Every day of your life, you are likely to come up against people and things that irritate you.  You may even be very good at irritating yourself with dark or distressing thoughts.  After all, the mind is very hard to control.

This is where patience comes in.  Patience is like the suspension on a car, the thing that bridges the gap between where a vehicle’s momentum, and the shape of the ground it is travelling on.  You are travelling through the world, and you have a sense of direction.  The problem is, the world is unlikely to match your chosen direction with smooth paths.  When the path stops being smooth, your body notices.

This reaction, of noticing when things are difficult, is good.  It would be hard to function without an alarm system that told you when there are obstructions to attend to.  However, if we treat those obstructions as personal insults, we suffer.  Here are some tips for becoming more patient, and therefore suffering less.

  1. MAKE YOUR FIRST REACTION A NOTICING REACTION – When annoying things happen, don’t start with an angry reaction.  That will just make it worse.  Start with noticing, to yourself, what your own reaction is.  Even just saying to yourself ‘ouch!’ acknowledges the pain, and stops it flowing outwards to others and making the situation worse.
  2. FIND WHAT SPACE YOU CAN – When an animal (and you are an animal) is trapped, it tends to react violently.  But, if you are luckly enough to live in a free society, you are not often really trapped.  Finding space to be is like finding suspension.  You are giving the pressure a break.  So leave the room, or the building, if you need to.  It may be better than saying something you might regret.
  3. CHANGE YOUR STORY – For instance, if you are stuck behind someone in a queue, create a reason why it’s good to be still.  Notice the people, or the architecture.  If you change the story, you change your expectation, and therefore your attitude.  When I am counselling, my sincere story is that I want to hear about my clients’ lives and their suffering, and to be with them in their struggle.  This transforms the situation into a positive one, however dark the things I may hear.
In short, using the above three tactics, you can transform your day into an exercise in wise patience.  Wise patience firstly is mindful of what it is feeling, rather than aggressively reactive.  Secondly, wise patience is prepared to find another time or place, if that is more diplomatic or expedient.  And thirdly, wise patience finds a suitable story, and, through that story, translates the world into a peaceful one.

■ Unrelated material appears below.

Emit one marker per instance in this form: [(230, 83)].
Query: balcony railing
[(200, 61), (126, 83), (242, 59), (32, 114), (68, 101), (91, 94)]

If you want an example of this, watch a patient adult tending to a suffering child.  They will often share a gentle, empathic exclamation acknowledging the child’s experience, such as ‘oh dear!’ or ‘oops!’  Then they may seek to reduce the pressure on the child by finding a comfortable place to sit and be.  Finally, they may chat with the child until the child finds a happy way of interpreting the situation.

As adults, we have to do this for ourselves sometimes.

And when we can do it for others, it can be the foundation of good counselling.